The statement, by spokesman Sean Parnell, said the “Department will provide information and updates as they become available.”
Another person familiar with ongoing discussions said midday Saturday that some Pentagon officials had discussed troops being sent to Portland at some point but were scrambling to make sense of what’s next.
“You know what I know,” that person said, alluding to the president’s announcement on social media.
Among the uncertainties, it was not immediately clear whether Trump plans to deploy active-duty troops or National Guard members, or both, to Portland. As is the case in similar discussions with other cities, there are legal limits to how he can do so.
There was also no clarity about the timing of any potential deployment.
Asked for more details about the potential deployment, the White House did not answer questions but responded with a list of incidents that had recently taken place outside Portland’s ICE field office, including federal charges of arson, assaulting a police officer and resisting arrest.
“Despite the crime and neighborhood pushback caused by the months-long protest, Oregon Democrats still refuse to do anything about it,” the White House said in a statement.
Protesters have been demonstrating for weeks at an ICE processing center in the city in objection to Trump’s immigration enforcement efforts. The Department of Homeland Security on Friday said that “rioters in Portland, Oregon have repeatedly attacked and laid siege” to the facility.
Protests outside the facility reignited this June, with the Portland Police Bureau declaring a riot after demonstrators blocked the driveway and threw objects like rocks and bricks at the facility and federal agents, according to local news media accounts and social media videos. Portland police arrested more than 20 people connected to the protests after multiple federal officers were injured.
But on Saturday, the streets outside the Portland ICE facility remained largely empty in the hours after Trump made his announcement. Two homeless men slept on the sidewalk. A handful of passersby took photographs of the building, and a few talked to each other about how their experiences felt nothing like the “war-ravaged” city described….
Oregon Gov. Tina Kotek (D) was one of 19 Democratic governors who signed a letter to Trump last month opposing his deployment of the National Guard over governors’ objections.
At a Saturday afternoon news conference, Kotek said she learned of Trump’s plan to deploy troops from social media and spoke to the president afterward.
“Portland’s doing just fine, and I made that very clear to the president this morning,” Kotek said. “Our city is a far cry from the war-ravaged community that he has posted about on social media, and I conveyed that directly to him.”
Kotek said she doesn’t believe Trump has the authority to deploy federal troops on state soil: “I’m coordinating with Attorney General Dan Rayfield to see if any response is necessary, and we will be prepared to respond if we have to.”
Both local and state-elected Oregon officials rejected Trump’s plan.

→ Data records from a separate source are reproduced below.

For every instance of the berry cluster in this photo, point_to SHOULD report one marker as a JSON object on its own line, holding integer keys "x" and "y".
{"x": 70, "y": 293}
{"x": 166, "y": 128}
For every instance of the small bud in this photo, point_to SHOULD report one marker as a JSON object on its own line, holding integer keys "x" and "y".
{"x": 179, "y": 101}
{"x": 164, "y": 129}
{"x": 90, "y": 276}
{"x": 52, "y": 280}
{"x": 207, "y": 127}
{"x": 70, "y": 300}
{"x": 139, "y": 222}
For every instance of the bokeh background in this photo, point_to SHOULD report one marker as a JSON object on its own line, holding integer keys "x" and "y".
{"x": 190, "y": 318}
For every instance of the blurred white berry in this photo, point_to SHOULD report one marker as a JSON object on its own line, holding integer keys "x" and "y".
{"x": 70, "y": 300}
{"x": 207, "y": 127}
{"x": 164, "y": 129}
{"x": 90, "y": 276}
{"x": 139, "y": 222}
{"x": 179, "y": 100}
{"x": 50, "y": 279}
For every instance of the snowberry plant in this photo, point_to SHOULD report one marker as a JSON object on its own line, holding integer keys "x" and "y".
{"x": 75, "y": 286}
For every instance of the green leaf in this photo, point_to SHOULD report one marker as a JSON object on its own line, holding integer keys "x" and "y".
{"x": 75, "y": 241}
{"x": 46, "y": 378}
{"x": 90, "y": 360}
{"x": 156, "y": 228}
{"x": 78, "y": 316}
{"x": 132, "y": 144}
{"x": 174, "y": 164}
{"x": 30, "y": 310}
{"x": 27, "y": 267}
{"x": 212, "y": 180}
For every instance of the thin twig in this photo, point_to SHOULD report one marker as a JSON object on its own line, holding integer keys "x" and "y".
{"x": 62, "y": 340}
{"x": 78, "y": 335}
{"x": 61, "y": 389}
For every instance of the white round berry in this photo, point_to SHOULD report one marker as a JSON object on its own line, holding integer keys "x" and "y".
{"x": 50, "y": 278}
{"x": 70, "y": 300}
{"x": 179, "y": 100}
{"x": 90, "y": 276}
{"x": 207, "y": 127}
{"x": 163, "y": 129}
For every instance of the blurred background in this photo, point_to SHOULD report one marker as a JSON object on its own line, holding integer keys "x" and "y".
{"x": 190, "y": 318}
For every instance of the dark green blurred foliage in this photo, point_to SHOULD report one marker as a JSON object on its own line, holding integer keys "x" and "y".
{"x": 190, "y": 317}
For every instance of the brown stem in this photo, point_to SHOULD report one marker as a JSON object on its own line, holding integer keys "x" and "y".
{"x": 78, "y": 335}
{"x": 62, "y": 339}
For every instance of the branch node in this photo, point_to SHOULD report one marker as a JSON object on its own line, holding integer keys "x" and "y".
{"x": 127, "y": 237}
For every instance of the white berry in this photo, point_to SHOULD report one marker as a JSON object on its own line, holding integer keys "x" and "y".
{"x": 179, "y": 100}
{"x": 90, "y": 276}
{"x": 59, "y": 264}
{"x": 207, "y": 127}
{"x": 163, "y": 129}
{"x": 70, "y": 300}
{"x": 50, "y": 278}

“The number of necessary troops is zero, in Portland and any other American city. Our nation has a long memory for acts of oppression, and the president will not find lawlessness or violence here unless he plans to perpetrate it,” Portland Mayor Keith Wilson (D) said in a statement. Wilson was elected last year on a platform of moving homeless Portland residents into a temporary shelter.
Wilson said at a news conference Friday evening that the city had seen a “sudden influx” of federal agents in recent hours, including armored vehicles, which Wilson called a “big show.” Wilson was flanked by other city and state officials, who said it wasn’t clear which agency the federal authorities were from but urged the public stay calm and refuse to “take the bait.”
U.S. Sen. Jeff Merkley (D-Oregon), who has criticized Trump’s domestic military deployments, said Saturday on X that the president “wants to stoke fear and chaos and trigger violent interactions and riots to justify expanded authoritarian control. Let’s not take the bait! Portland is peaceful and strong and we will take care of each other.”